The possibility that risk of a atherosclerosis complication increases with oral contraceptive use was examined by studying the effect of oral pill containing 0.067 mg menstranol and 0.667 mg ehtynodiol diacetate/kg body weight on the metabolism of lipids in female rats fed a hypercholesterolemic diet for three months. Experimental group clearly exhibited higher levels of triglycerides and cholesterol in plasma and tissues, increase in aorta observed to be two folds. Increased hepatic cholesterogenesis was noted with treatment of oral contraceptive as indicated by higher activity of HMG-CoA reductase. Activity of lipoprotein lipase of extrahepatic tissue was depressed in experimental group. Activity of plasma LCAT, an enzyme involved in the transport of cholesterol from tissues, was also lower with treatment of oral contraceptive. However, activity of malic enzyme and glucose-6-phosphate dehydrogenase enhanced considerably with administration of oral pill. The increase in plasma and aortic cholesterol levels, increase in LDL+VLDL cholesterol and considerable decrease in HDL cholesterol in animals treated with oral contraceptives and fed with atherogenic diet, indicates that prolonged administration of oral pill may predispose towards atherosclerosis.

Mechanism of hyperlipidemia produced by estrogen-progestin formulation.

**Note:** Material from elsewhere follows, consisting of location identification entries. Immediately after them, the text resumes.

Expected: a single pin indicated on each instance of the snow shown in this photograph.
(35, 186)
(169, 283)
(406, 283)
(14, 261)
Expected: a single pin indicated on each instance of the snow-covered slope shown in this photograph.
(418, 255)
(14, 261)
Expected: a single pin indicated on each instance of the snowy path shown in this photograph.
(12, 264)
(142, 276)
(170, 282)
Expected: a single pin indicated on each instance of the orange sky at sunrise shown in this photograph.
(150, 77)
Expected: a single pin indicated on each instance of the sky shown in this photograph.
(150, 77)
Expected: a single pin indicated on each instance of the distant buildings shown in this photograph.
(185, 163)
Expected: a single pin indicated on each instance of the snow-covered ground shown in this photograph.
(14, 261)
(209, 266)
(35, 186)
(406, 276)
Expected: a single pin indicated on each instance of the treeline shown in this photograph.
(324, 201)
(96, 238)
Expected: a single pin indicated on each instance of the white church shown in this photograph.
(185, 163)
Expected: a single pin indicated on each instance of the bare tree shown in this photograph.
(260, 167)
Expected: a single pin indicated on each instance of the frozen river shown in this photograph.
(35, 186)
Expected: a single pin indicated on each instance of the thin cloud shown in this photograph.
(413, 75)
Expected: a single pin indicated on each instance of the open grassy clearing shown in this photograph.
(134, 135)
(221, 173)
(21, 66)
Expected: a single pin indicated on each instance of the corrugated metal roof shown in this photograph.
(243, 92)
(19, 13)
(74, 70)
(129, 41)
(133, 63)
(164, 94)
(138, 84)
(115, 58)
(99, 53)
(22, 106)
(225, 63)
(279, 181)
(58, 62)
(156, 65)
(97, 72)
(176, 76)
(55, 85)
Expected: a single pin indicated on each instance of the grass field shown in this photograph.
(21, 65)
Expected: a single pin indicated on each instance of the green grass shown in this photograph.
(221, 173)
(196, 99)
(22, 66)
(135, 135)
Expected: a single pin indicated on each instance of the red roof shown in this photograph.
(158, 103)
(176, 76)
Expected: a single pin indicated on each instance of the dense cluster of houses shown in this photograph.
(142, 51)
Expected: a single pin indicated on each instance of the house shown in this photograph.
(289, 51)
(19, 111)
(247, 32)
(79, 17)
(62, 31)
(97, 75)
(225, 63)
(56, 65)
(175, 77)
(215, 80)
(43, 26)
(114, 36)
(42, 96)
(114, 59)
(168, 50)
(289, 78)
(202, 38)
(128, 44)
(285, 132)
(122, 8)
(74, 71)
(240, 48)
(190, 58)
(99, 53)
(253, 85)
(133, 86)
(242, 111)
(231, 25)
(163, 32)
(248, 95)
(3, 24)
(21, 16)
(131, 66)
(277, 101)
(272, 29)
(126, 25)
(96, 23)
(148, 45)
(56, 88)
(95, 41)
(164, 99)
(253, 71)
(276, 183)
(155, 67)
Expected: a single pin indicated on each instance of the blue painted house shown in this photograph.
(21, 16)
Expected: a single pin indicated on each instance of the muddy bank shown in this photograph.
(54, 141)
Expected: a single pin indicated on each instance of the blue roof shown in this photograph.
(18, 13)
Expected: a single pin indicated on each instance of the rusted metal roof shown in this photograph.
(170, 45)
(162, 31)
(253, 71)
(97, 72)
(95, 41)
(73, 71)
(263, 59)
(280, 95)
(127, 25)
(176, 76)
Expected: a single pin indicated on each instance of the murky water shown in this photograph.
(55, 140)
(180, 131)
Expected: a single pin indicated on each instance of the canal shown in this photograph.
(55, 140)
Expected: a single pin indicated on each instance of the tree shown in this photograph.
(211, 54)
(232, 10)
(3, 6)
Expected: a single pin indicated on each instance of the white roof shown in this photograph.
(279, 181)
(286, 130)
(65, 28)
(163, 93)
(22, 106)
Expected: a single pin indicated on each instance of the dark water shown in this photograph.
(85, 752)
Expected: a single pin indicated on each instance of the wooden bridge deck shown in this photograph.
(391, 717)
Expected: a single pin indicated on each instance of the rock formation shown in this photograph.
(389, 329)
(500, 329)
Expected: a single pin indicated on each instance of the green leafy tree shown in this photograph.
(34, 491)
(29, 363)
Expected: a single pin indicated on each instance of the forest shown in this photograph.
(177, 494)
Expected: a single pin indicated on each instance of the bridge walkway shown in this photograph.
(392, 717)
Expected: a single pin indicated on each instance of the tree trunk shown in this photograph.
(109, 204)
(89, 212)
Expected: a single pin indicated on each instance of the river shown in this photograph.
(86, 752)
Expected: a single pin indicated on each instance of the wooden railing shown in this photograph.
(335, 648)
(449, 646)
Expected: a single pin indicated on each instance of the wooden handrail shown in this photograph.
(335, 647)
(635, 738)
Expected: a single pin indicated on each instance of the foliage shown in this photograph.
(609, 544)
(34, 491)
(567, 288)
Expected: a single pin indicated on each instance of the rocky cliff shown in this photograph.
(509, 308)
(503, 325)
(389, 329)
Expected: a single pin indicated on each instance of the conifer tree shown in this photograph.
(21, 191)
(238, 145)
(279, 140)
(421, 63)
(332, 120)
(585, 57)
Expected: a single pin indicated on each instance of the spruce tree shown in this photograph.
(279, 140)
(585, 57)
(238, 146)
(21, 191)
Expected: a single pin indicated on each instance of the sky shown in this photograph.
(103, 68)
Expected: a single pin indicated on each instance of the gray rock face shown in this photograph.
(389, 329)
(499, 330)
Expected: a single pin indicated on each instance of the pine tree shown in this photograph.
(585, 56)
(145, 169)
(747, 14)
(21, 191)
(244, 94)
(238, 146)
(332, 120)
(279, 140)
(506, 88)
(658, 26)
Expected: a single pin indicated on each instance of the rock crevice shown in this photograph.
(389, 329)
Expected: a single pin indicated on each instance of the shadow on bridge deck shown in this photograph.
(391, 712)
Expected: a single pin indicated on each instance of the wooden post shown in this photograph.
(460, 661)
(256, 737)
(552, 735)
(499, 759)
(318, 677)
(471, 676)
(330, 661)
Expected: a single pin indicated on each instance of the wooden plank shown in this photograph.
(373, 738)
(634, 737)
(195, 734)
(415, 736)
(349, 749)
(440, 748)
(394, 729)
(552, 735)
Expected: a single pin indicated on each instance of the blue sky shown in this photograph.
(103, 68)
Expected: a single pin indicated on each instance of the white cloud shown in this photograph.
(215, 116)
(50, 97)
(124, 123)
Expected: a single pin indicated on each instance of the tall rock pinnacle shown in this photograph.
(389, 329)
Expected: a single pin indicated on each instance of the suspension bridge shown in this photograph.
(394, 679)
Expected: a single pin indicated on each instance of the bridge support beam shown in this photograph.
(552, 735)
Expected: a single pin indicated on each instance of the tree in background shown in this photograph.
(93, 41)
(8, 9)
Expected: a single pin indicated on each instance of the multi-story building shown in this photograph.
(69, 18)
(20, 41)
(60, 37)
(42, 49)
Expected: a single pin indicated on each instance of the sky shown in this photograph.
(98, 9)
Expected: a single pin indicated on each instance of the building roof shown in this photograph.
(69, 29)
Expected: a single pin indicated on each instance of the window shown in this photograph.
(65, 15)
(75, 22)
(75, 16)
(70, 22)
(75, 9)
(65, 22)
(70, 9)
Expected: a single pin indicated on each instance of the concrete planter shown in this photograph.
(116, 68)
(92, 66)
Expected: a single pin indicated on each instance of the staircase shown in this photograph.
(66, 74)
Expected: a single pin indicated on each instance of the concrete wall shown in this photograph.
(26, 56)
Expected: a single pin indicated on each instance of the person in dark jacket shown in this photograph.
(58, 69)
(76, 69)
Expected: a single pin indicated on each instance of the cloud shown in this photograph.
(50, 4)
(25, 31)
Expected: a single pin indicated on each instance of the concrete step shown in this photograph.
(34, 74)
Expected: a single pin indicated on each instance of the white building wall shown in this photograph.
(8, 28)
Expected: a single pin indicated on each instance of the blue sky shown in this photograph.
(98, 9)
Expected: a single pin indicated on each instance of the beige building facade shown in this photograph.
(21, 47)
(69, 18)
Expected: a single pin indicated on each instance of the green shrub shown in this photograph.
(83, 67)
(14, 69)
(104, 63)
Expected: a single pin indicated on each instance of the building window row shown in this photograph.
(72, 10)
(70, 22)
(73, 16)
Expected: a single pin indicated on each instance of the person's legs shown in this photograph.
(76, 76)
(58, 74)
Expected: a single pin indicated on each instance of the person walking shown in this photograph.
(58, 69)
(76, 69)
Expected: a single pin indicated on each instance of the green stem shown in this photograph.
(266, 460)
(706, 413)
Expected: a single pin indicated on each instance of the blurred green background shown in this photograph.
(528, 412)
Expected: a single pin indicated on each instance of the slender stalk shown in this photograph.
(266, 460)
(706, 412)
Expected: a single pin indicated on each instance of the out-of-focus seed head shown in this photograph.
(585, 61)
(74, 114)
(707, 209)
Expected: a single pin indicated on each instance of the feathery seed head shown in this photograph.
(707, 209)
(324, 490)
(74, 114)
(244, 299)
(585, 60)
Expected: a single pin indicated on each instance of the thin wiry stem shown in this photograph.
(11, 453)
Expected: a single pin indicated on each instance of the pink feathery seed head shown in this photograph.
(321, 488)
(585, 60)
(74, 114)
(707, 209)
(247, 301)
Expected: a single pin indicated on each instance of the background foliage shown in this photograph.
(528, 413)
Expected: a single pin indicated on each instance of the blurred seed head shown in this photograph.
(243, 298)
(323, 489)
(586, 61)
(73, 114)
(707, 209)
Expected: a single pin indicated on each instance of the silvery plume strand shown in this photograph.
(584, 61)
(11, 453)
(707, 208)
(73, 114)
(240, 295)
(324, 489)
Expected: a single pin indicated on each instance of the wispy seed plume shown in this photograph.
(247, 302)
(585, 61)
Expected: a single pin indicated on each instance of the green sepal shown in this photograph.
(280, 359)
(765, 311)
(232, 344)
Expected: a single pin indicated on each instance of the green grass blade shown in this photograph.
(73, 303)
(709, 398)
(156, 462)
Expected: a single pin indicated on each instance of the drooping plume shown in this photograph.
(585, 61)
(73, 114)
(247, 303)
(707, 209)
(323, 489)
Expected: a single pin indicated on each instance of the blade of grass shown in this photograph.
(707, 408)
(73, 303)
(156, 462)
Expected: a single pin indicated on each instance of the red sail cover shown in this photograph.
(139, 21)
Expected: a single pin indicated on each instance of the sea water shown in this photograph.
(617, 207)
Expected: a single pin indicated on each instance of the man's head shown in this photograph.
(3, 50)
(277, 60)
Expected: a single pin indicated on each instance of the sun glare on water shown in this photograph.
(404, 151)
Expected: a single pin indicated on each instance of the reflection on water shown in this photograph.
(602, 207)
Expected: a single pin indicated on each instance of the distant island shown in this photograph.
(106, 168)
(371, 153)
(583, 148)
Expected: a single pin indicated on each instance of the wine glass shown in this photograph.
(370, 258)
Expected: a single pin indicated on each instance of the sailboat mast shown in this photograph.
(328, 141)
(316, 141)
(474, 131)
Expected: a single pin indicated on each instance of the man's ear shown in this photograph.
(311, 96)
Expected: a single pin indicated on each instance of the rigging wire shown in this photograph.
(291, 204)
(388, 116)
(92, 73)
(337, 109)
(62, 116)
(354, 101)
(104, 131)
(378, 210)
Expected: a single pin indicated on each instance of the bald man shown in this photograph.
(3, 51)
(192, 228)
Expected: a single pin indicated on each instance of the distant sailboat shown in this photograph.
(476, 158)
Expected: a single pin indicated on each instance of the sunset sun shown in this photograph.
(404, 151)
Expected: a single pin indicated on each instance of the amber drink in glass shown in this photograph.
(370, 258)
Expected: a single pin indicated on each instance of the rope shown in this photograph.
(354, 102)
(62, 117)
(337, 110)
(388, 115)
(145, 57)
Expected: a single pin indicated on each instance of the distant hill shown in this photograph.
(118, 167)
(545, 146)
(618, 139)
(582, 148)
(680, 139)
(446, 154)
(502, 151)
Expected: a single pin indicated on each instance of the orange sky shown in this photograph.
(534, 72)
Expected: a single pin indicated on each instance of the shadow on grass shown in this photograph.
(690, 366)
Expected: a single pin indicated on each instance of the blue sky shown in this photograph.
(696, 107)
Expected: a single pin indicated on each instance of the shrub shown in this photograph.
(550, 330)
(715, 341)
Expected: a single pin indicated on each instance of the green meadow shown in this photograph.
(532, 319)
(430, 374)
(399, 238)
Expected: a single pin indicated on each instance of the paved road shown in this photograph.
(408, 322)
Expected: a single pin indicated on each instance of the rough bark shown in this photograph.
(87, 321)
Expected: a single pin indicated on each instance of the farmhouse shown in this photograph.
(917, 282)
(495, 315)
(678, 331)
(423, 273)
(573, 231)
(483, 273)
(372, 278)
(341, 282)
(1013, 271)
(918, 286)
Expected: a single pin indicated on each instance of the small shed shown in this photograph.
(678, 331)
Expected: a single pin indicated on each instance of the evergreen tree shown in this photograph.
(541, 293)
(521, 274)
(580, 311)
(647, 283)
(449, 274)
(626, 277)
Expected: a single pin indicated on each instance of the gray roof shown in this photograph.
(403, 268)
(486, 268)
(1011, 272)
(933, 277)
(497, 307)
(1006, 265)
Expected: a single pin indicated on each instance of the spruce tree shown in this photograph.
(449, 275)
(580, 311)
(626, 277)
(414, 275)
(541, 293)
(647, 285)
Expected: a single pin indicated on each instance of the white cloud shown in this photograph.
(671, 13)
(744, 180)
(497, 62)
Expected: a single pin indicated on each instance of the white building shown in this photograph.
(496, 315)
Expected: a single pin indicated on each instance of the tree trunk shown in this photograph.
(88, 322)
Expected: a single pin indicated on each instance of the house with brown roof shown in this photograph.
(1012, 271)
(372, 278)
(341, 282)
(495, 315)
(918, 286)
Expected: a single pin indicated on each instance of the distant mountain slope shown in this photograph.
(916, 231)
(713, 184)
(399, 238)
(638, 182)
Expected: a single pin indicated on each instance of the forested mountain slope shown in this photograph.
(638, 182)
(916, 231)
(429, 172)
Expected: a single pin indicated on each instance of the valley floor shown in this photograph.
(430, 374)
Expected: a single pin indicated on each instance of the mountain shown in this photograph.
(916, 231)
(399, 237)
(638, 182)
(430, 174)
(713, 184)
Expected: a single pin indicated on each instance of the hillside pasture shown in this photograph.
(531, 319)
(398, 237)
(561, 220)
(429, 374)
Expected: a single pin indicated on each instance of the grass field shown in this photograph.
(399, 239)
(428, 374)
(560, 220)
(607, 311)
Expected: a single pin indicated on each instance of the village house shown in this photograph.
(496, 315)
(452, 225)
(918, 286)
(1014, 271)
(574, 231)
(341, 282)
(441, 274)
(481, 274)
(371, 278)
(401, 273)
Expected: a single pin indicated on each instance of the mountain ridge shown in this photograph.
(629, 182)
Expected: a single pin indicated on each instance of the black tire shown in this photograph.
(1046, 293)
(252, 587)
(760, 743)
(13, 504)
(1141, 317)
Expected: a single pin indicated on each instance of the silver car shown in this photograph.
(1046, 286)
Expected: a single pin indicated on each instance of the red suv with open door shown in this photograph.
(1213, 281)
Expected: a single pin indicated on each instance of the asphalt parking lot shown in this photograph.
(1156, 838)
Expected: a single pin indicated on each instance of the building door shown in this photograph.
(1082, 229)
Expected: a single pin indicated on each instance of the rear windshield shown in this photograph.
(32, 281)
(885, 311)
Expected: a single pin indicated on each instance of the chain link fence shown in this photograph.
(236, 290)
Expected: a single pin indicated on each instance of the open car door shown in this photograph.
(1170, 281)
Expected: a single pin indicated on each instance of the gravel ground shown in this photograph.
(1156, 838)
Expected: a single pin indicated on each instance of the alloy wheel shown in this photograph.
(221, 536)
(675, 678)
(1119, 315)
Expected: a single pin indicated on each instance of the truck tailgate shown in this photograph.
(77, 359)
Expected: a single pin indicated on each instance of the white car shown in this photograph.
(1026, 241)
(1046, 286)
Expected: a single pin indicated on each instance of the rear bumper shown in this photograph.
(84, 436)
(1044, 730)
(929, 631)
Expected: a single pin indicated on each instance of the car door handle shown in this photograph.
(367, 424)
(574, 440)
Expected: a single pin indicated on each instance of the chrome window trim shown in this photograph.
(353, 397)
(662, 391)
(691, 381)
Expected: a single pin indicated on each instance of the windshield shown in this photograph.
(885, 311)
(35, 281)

Rats administered estrogen-progestin formulation (0.667 mg of synthetic progestin and 0.067 mg of synthetic estrogen/kg body wt) showed increased hepatic cholesterogenesis, as evidenced by an increased activity of HMG-CoA reductase and increased incorporation of labelled acetate into liver cholesterol. Hepatic degradation of cholesterol to bile acids, however, was decreased. There was increased release of lipoproteins into the circulation but their clearance from the circulation was lower as revealed by a decreased activity of lipoprotein lipase of the extrahepatic tissues. Activity of plasma LCAT, which is involved in the transport of cholesterol from the tissues, was also decreased. The increase in serum and aortic cholesterol levels, increase in LDL cholesterol and decrease in HDL cholesterol in rats administered estrogen-progestin formulation suggest that prolonged administration of this formulation may predispose towards atherosclerosis.